A US senator has said that she was raped by a superior officer while serving in the Air Force.
Senator Martha McSally, who was the first female US fighter pilot to fly in combat, was speaking at a hearing on sex assaults in the military.
The Arizona Republican said she did not report the rape as she felt ashamed and confused, and distrusted the system.
In 2017 nearly 6,800 sexual assaults were reported in the US military, a 10percent rise on the previous year.
Ms McSally, 52, was speaking on Wednesday during a hearing of the Senate Armed Services subcommittee featuring victims of sexual assault.
“The criminal actions reported today by Senator McSally violate every part of what it means to be an Airman,” an Air Force spokeswoman said in a statement in response to her testimony.
“We are appalled and deeply sorry for what Senator McSally experienced and we stand behind her and all victims of sexual assault.”
What did she say?
Ms McSally said she hoped to give sexual assault survivors hope by revealing her experience.
“Like you, I also am a military sexual assault survivor, but unlike so many brave survivors, I didn’t report being sexually assaulted. Like so many women and men, I didn’t trust the system at the time,” she said.
“I blamed myself. I was ashamed and confused,” she said. “The perpetrators abused their position of power in profound ways.
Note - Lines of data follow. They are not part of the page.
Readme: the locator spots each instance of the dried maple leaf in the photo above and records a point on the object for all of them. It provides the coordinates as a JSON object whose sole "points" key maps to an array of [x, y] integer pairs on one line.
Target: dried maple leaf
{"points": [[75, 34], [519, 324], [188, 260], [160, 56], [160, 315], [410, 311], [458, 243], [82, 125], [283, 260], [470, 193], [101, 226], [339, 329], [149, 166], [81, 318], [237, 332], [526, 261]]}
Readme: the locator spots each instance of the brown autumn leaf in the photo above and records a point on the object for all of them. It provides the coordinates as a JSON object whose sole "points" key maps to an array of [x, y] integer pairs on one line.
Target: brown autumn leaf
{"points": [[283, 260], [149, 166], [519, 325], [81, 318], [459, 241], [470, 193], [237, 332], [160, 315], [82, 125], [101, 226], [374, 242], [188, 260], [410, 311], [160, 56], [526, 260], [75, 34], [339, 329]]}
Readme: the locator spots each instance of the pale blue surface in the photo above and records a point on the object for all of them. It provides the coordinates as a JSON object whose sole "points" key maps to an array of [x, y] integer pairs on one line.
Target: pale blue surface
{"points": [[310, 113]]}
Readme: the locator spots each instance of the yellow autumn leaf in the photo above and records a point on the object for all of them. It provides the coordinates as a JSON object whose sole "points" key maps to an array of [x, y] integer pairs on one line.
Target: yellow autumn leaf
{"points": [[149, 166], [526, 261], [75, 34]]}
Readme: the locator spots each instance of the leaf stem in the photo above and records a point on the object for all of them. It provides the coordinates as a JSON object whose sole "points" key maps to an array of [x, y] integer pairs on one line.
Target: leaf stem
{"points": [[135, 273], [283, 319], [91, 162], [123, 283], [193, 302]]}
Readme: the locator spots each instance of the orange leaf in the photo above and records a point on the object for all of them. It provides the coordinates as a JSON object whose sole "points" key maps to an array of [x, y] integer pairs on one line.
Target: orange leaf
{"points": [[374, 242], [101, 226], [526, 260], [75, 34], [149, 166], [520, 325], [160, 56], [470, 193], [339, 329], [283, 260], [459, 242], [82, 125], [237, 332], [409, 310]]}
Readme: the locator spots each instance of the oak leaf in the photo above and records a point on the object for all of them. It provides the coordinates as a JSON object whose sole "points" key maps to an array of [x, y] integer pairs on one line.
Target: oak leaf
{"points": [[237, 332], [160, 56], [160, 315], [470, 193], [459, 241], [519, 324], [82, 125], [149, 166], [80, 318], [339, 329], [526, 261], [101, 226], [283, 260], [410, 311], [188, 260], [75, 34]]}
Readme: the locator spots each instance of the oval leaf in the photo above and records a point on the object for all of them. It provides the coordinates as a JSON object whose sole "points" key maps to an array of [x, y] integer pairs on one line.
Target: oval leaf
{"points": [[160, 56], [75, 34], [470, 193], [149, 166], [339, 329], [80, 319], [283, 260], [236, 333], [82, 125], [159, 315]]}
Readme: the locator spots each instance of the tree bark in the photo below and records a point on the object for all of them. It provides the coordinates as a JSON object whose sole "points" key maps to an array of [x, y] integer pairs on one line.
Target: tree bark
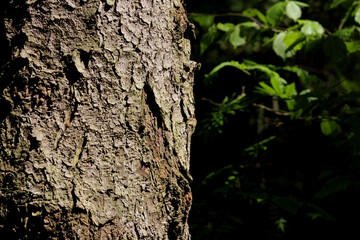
{"points": [[97, 112]]}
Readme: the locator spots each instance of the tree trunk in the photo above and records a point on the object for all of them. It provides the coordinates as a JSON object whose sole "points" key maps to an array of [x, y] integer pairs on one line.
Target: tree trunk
{"points": [[97, 112]]}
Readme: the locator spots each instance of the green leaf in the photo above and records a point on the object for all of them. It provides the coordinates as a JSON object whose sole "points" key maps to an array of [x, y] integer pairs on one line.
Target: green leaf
{"points": [[344, 33], [252, 12], [352, 46], [290, 90], [357, 16], [330, 127], [334, 47], [226, 27], [294, 41], [235, 39], [266, 89], [275, 14], [277, 85], [336, 3], [240, 66], [293, 11], [250, 25], [204, 21], [311, 27], [280, 48], [301, 4]]}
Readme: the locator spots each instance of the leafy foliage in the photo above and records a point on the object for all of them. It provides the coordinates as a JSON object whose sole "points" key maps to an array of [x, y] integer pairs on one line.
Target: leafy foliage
{"points": [[291, 69]]}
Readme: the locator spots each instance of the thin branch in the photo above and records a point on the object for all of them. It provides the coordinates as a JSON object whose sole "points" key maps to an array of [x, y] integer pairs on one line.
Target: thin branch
{"points": [[237, 15], [277, 112]]}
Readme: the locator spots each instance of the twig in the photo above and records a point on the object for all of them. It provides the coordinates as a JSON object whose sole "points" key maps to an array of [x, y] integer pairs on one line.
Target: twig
{"points": [[277, 112], [236, 15]]}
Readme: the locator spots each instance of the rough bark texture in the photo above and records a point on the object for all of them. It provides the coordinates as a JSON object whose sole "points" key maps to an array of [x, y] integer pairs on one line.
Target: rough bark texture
{"points": [[96, 118]]}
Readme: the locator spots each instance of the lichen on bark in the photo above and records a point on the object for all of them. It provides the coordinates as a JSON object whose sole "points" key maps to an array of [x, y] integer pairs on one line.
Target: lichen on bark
{"points": [[100, 110]]}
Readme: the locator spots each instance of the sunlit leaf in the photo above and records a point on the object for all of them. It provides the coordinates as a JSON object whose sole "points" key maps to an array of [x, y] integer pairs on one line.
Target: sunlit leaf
{"points": [[330, 127], [226, 27], [311, 27], [277, 85], [235, 39], [275, 14], [294, 41], [352, 46], [344, 33], [280, 48], [250, 25], [301, 4], [293, 11]]}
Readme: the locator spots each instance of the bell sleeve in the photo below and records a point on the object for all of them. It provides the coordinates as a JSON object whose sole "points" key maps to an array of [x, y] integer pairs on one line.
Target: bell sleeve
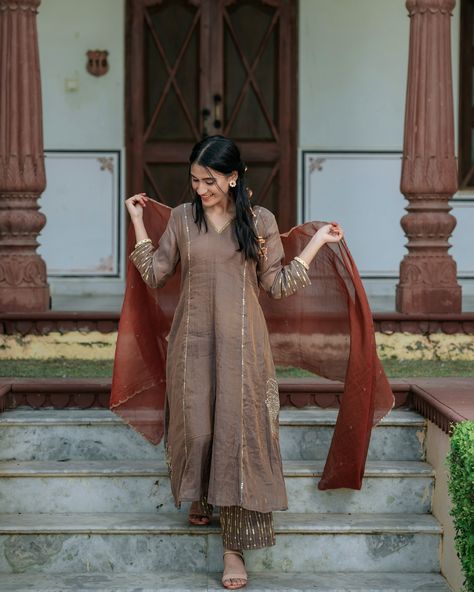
{"points": [[278, 280], [156, 265]]}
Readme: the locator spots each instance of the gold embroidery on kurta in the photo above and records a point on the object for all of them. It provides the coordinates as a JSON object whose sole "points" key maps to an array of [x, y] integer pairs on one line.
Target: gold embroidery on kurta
{"points": [[272, 401]]}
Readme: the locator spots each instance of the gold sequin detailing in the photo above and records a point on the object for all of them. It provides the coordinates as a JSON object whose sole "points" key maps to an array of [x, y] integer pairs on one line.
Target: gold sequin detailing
{"points": [[168, 458], [246, 529], [142, 258], [272, 401], [202, 507], [242, 368], [142, 242], [302, 261], [188, 248], [292, 277]]}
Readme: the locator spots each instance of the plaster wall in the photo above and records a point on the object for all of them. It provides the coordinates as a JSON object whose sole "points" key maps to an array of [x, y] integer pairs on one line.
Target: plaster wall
{"points": [[353, 58], [437, 448], [91, 117]]}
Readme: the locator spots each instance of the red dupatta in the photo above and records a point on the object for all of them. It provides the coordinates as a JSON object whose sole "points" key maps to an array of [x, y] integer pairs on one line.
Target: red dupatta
{"points": [[325, 328]]}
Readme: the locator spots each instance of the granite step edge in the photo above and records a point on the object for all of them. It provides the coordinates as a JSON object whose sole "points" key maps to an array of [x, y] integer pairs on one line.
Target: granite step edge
{"points": [[137, 468], [176, 523], [211, 582], [288, 417]]}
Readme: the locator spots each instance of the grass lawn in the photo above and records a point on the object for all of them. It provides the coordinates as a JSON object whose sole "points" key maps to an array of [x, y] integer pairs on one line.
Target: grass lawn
{"points": [[62, 368]]}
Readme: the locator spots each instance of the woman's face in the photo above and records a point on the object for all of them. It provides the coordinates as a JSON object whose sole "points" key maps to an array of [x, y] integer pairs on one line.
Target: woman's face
{"points": [[211, 186]]}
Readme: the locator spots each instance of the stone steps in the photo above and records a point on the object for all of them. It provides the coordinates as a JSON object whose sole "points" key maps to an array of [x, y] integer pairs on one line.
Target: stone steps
{"points": [[258, 582], [308, 543], [87, 506], [99, 434], [143, 486]]}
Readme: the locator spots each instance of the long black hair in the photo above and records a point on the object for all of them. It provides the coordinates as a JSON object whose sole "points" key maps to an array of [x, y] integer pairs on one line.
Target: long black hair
{"points": [[222, 155]]}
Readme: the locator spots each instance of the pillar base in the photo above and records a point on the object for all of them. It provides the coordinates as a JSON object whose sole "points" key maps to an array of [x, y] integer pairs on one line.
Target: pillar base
{"points": [[423, 299], [25, 299]]}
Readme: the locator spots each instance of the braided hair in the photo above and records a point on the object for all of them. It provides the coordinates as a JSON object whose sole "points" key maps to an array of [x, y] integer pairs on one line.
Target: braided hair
{"points": [[222, 155]]}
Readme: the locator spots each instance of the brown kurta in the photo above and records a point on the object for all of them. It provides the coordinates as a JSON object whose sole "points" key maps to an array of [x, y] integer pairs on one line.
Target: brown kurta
{"points": [[222, 401]]}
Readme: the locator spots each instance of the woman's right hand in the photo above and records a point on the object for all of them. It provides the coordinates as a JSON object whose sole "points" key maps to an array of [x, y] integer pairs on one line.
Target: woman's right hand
{"points": [[135, 205]]}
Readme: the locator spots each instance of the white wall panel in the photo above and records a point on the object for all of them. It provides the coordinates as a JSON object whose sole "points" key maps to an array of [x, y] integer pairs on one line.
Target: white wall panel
{"points": [[81, 207]]}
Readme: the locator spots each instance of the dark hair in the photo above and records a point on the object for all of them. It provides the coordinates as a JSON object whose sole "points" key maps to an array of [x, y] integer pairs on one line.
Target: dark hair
{"points": [[222, 155]]}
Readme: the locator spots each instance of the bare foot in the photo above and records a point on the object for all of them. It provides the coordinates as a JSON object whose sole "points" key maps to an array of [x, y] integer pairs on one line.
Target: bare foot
{"points": [[235, 575]]}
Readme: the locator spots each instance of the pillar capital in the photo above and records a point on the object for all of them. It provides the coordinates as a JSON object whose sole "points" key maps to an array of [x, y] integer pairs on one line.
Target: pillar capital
{"points": [[430, 6], [428, 281], [25, 5], [23, 285]]}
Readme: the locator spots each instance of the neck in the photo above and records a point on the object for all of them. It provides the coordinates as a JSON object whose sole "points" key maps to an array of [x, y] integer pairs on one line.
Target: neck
{"points": [[225, 207]]}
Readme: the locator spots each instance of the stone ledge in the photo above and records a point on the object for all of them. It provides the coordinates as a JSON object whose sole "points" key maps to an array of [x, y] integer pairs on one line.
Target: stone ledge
{"points": [[43, 323], [441, 400], [166, 523], [202, 582], [146, 468], [62, 393]]}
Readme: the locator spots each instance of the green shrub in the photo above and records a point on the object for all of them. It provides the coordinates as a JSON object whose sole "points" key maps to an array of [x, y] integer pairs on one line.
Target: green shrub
{"points": [[461, 489]]}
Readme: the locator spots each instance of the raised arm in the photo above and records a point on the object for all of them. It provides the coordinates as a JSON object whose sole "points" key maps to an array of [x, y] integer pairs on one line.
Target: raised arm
{"points": [[283, 280], [155, 265]]}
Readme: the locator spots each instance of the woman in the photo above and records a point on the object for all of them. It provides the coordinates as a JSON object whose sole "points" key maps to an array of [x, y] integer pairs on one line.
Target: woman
{"points": [[222, 401]]}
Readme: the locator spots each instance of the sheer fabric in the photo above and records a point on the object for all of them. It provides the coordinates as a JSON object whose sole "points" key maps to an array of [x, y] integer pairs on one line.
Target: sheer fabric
{"points": [[325, 328]]}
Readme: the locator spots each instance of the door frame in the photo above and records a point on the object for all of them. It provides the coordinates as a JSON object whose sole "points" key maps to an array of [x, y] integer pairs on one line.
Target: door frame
{"points": [[288, 190]]}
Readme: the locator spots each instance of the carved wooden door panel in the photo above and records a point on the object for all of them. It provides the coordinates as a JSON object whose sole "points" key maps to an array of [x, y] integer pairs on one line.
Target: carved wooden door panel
{"points": [[201, 67]]}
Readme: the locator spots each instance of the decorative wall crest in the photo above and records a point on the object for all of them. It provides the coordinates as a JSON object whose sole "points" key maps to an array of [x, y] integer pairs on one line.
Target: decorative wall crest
{"points": [[97, 63]]}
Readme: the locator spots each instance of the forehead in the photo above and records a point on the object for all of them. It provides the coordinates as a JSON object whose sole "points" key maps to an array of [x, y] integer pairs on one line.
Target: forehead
{"points": [[201, 172]]}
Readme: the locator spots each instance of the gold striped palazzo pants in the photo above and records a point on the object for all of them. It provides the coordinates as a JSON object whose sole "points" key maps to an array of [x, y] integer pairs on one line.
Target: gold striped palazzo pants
{"points": [[243, 529]]}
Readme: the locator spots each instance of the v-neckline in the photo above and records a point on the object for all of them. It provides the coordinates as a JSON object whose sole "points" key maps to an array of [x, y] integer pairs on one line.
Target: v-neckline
{"points": [[222, 228]]}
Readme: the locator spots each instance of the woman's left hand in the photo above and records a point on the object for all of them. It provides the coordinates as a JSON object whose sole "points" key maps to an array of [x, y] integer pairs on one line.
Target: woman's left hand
{"points": [[330, 233]]}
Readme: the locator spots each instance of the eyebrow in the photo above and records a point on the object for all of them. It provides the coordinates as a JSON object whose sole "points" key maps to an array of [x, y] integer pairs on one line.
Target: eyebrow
{"points": [[204, 178]]}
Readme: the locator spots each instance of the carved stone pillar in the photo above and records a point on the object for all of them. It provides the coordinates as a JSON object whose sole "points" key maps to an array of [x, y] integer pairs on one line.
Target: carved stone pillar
{"points": [[23, 285], [429, 174]]}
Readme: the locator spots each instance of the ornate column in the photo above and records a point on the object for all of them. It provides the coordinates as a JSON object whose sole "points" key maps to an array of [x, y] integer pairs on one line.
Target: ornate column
{"points": [[23, 285], [429, 173]]}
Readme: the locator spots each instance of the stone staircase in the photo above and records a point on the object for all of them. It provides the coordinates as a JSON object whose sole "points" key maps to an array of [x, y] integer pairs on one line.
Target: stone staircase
{"points": [[85, 505]]}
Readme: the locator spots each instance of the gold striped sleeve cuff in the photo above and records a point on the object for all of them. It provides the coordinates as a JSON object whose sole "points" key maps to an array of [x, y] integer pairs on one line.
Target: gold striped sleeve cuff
{"points": [[142, 258], [289, 279]]}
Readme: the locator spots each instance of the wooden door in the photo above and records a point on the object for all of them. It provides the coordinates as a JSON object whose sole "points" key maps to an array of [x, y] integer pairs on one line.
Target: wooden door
{"points": [[201, 67]]}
In one case I was preyed upon and raped by a superior officer.”
Ms McSally said she attempted years later to share her experiences with senior officers but met with “wholly inadequate responses”.
“I almost separated from the Air Force at 18 years of service over my despair,” she said. “Like many victims, I felt like the system was raping me all over again.”
Senator Kristen Gillibrand of New York, the top ranking Democrat on the committee, said she was “deeply affected by that testimony”.